Much of Cruise’s ability to score regulatory approval will depend on how the company answers questions regarding the safety of its vehicles that are already on the road.

Today, Cruise operates fleets of Chevy Bolt AVs in San Francisco, Austin and Phoenix, with plans to expand to a handful more cities. The company has come under the microscope in its hometown of San Francisco, where it operates around 400 robotaxis, after a string of incidents of stalled vehicles that have caused traffic jams and blocked emergency responders. The California Department of Motor Vehicles asked Cruise to reduce its fleet size after one of its vehicles collided with a fire truck, injuring one passenger. This happened days after Cruise, and its competitor Waymo, had received final approval to expand commercial, fully autonomous services across the city 24/7.

Earlier this week, protestors rallied outside of Cruise headquarters after the fire department accused the company of allowing its robotaxi to block the path of an ambulance which carried a passenger who later died. Cruise showed footage of the incident to TechCrunch that backed its denial of the incident as the fire department described, but the company suffered a reputation hit anyway.

While speaking at the investor event, Vogt expressed concern that too much pushback against the robotaxis — simply for being pioneer technology that will make mistakes — will stall important technological advancements that could make roads safer and save lives.

“I worry that we’re going to set society back a decade when it comes to road safety,” he said. “That’s just something we can’t do.”

Building cheaper AVs for better unit economics

Vogt noted that while the Origin is designed to be “a party on wheels” or a “Zen oasis between meetings or on your way to work,” it’ll also present an opportunity to build more vehicles at a cheaper cost.

The executive and Cruise founder said the Origin costs GM less to build than its Chevy Bolts because all of the sensors, compute systems and software are simplified to lower the upfront cost of the vehicle. And in a few years, the Origins will rely on Cruise’s custom, in-house designed chips, which Vogt says takes a lot of cost and complexity out of the equation.
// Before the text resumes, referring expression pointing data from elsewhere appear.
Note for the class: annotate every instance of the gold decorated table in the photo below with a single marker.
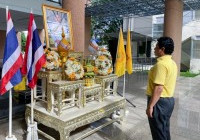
(58, 88)
(91, 93)
(46, 77)
(73, 118)
(109, 84)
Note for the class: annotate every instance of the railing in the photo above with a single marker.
(143, 64)
(56, 1)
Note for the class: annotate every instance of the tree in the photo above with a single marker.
(23, 41)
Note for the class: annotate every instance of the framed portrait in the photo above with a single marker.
(57, 21)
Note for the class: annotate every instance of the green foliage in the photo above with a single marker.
(102, 29)
(23, 41)
(188, 74)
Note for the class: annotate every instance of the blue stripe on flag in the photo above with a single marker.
(17, 78)
(36, 43)
(11, 43)
(36, 40)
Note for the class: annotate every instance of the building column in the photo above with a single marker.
(2, 43)
(87, 34)
(173, 20)
(41, 33)
(77, 8)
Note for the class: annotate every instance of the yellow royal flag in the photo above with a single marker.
(120, 62)
(129, 65)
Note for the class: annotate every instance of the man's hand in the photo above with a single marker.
(149, 112)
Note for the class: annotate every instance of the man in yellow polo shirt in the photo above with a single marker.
(160, 90)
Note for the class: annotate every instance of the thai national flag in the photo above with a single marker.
(12, 60)
(34, 55)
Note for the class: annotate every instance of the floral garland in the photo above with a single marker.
(103, 63)
(53, 61)
(74, 69)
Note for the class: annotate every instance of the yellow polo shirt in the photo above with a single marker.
(164, 72)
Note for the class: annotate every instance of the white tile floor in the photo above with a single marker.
(185, 121)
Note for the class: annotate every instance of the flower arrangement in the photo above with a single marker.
(53, 61)
(74, 69)
(103, 63)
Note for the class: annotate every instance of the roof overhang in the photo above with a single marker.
(109, 9)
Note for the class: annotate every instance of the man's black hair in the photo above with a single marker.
(167, 43)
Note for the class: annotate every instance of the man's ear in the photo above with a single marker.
(163, 49)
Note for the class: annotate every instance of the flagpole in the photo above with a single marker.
(124, 85)
(10, 113)
(10, 136)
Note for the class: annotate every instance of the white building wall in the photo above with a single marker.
(142, 25)
(26, 5)
(191, 29)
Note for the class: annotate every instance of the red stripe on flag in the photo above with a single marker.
(28, 41)
(38, 66)
(8, 16)
(10, 73)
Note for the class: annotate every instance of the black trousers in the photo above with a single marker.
(160, 123)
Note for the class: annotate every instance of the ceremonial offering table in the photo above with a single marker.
(47, 76)
(106, 82)
(73, 118)
(58, 88)
(93, 92)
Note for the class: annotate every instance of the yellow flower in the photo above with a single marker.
(72, 75)
(109, 70)
(95, 69)
(102, 57)
(72, 58)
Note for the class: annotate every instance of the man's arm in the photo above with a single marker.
(154, 99)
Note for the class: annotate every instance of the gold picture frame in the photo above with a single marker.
(57, 20)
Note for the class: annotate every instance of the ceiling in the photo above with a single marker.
(108, 9)
(20, 20)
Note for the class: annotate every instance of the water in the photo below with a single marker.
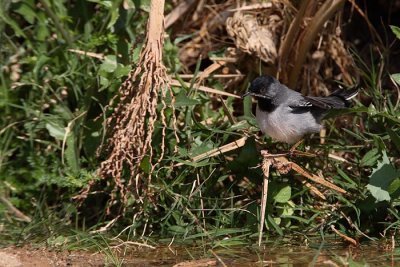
(322, 254)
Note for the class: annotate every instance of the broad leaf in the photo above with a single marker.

“Working closely with GM, we’ve done a lot of work to increase the lifespan of this vehicle,” said Vogt. “An average car has maybe 150,000 miles, 200,000 miles, something in that range. The Origin is designed to last 1 million…and so you put that long lifetime, lower upfront cost together, that’s a dramatic reduction in the cost per mile to operate these vehicles, which is a key unlock for profitability.”

Vogt went on to say that once the Origin goes into production, it can scale very quickly. He declined to provide a timeline or capacity at GM’s plant.

“We have a great deal of precision around both the final cost of this and the timing, which means that in 2025, the hardware we build will be capable of reaching those unit economics,” said Vogt, reiterating Cruise’s goal of getting down to a cost of operating at $1 per mile.

Cruise has stated its goal of reaching $1 billion in revenue by 2025, a target that Vogt said the company is on track to hit and one that might even help Cruise finally break even. That is, if Cruise can start mass-producing its cheaper Origin vehicles, scale to new markets, and operate more vehicles at more hours of the day.

This article has been updated with more information about Cruise’s plans to scale the Origin and reach better unit economics.